Meyer and former Buckeye running back Jeff Logan earned a total of $30,000 to be donated to Ohio State for finishing seventh in the Chick-fil-a Peach Bowl's annual charity golf tournament in Greensboro, Ga., April 28, the bowl announced Monday. Meyer and Logan finished 7-under-par at Reynolds Plantation just outside Atlanta.
The Urban and Shelley Meyer Fund for Cancer Research at The Ohio State University Comprehensive Cancer Center is set to receive half of the $30,000 donation, with the other $15,000 slated to be an endowed scholarship at the school.
"Our mission to give back is a driving force in everything that we do,” Gary Stokan, President and CEO of Peach Bowl, Inc. said in a press release from the bowl. “We’re grateful for the participation of these coaches and celebrities, and are happy to have the opportunity to give something back to their universities and the causes that are so close to their hearts.”

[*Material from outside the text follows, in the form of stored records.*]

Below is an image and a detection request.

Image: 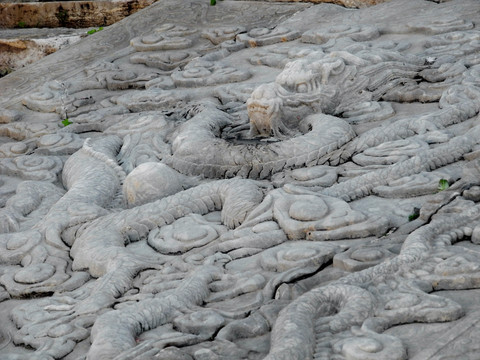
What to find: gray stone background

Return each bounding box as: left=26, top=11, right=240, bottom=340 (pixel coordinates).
left=0, top=0, right=480, bottom=360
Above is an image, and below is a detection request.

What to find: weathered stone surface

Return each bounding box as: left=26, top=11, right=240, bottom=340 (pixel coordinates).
left=0, top=0, right=480, bottom=360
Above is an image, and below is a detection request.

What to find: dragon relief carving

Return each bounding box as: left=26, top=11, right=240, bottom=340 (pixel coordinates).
left=247, top=51, right=424, bottom=138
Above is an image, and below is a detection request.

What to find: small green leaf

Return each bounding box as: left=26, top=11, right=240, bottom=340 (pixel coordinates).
left=437, top=179, right=450, bottom=191
left=62, top=118, right=73, bottom=126
left=408, top=208, right=420, bottom=221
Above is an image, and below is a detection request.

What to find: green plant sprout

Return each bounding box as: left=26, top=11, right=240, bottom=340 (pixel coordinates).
left=437, top=179, right=450, bottom=191
left=62, top=118, right=73, bottom=126
left=87, top=26, right=103, bottom=35
left=408, top=207, right=420, bottom=221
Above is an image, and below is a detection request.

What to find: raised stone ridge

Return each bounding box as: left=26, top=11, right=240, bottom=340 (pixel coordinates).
left=0, top=0, right=480, bottom=360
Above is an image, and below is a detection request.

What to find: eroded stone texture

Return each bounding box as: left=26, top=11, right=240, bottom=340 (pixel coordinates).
left=0, top=0, right=480, bottom=360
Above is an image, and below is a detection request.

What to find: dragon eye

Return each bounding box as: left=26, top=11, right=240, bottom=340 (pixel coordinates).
left=296, top=83, right=308, bottom=93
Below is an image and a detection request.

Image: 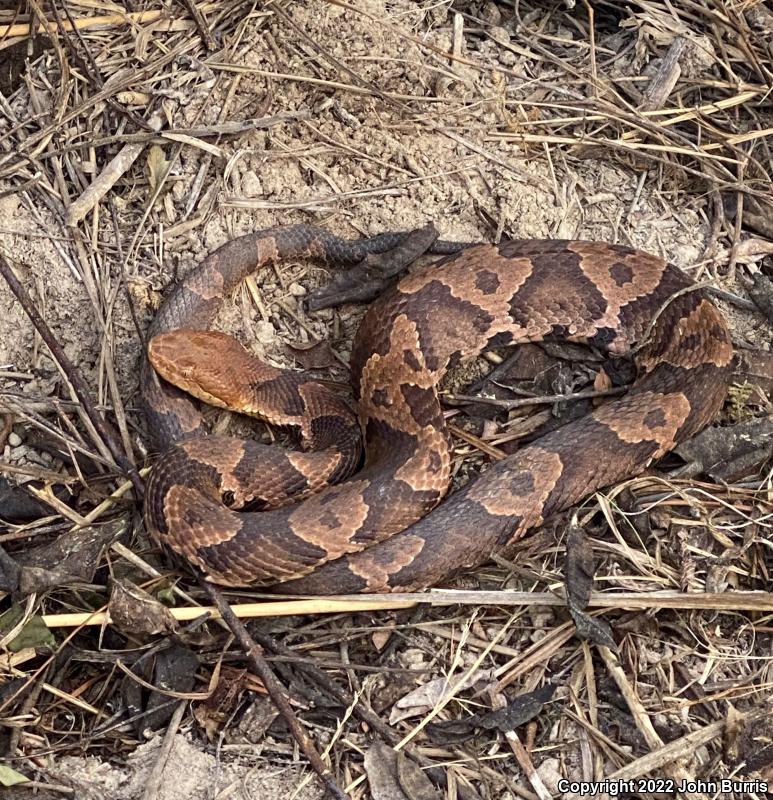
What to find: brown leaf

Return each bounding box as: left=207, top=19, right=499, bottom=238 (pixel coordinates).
left=389, top=669, right=494, bottom=725
left=108, top=580, right=177, bottom=635
left=675, top=417, right=773, bottom=482
left=16, top=517, right=128, bottom=596
left=364, top=742, right=442, bottom=800
left=397, top=750, right=442, bottom=800
left=285, top=339, right=336, bottom=369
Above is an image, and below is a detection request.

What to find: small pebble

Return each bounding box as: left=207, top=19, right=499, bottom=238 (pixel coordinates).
left=254, top=319, right=276, bottom=344
left=499, top=50, right=517, bottom=67
left=479, top=1, right=502, bottom=25
left=242, top=170, right=263, bottom=197
left=489, top=25, right=510, bottom=44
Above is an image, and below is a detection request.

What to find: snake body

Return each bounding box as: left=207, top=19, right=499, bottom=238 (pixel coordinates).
left=140, top=226, right=732, bottom=594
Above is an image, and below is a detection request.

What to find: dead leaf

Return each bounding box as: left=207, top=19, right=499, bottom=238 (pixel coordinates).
left=0, top=603, right=56, bottom=653
left=0, top=764, right=29, bottom=786
left=147, top=144, right=169, bottom=194
left=139, top=644, right=199, bottom=731
left=370, top=630, right=392, bottom=653
left=675, top=416, right=773, bottom=483
left=108, top=580, right=177, bottom=636
left=16, top=517, right=129, bottom=597
left=389, top=669, right=494, bottom=725
left=397, top=750, right=442, bottom=800
left=364, top=742, right=442, bottom=800
left=735, top=236, right=773, bottom=264
left=285, top=339, right=336, bottom=369
left=427, top=683, right=556, bottom=745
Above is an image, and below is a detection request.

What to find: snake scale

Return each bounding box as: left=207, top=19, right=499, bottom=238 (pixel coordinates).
left=140, top=225, right=732, bottom=594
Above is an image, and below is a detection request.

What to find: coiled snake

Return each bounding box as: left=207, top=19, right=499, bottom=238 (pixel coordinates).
left=140, top=225, right=732, bottom=594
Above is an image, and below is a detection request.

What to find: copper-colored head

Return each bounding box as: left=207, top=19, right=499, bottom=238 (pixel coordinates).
left=148, top=328, right=278, bottom=413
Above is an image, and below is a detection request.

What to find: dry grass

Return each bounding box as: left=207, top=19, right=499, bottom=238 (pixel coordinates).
left=0, top=0, right=773, bottom=800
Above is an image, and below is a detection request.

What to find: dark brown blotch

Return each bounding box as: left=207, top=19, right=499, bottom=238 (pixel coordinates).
left=644, top=408, right=666, bottom=430
left=609, top=261, right=634, bottom=286
left=475, top=269, right=499, bottom=294
left=403, top=349, right=421, bottom=372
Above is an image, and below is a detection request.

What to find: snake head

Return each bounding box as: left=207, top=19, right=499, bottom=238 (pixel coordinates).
left=148, top=328, right=278, bottom=413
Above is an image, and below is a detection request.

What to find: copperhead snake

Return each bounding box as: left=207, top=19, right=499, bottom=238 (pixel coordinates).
left=140, top=225, right=732, bottom=594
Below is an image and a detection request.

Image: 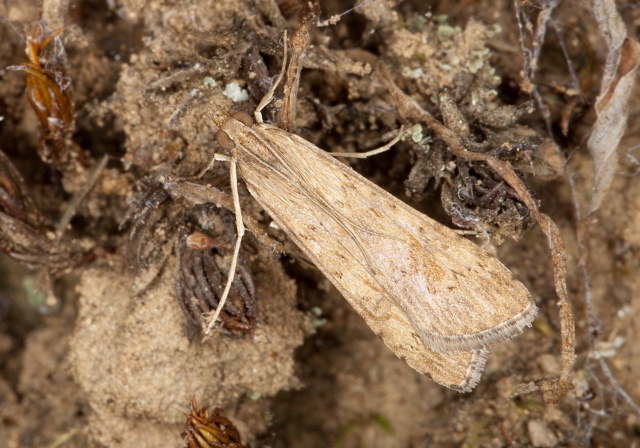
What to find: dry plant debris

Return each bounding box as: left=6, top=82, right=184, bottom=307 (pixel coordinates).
left=7, top=19, right=85, bottom=171
left=0, top=0, right=640, bottom=448
left=183, top=398, right=246, bottom=448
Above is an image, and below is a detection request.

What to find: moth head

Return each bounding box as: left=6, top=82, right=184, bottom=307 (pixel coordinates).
left=212, top=112, right=253, bottom=150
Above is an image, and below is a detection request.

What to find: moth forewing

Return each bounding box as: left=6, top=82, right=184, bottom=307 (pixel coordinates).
left=214, top=113, right=537, bottom=391
left=230, top=124, right=537, bottom=352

The $30,000 donated to Ohio State is part of a $520,000 purse given out by the Peach Bowl to both charities and scholarship funds, divided among the 13 teams who participated, with another $133,305 generated for other organizations including the American Diabetes Organization.
Georgia Tech head football coach Paul Johnson and former Yellow Jacket basketball player Jon Barry won the competition after outlasting Alabama's Nick Saban and 2009 Heisman Trophy winner Mark Ingram on the fourth playoff hole of competition. South Carolina's Steve Spurrier and Sterling Sharpe, and North Carolina State's Dave Doeren and Terry Harvey also participated in the playoff before falling out prior to the fourth hole after finishing at 9-under-par to tie the Georgia Tech and Alabama squads.
In the last nine years, the Peach Bowl has donated $5.3 million in scholarship and charity.
A replay of the tournament is set to be broadcasted on ESPNU in August and December, according to the bowl.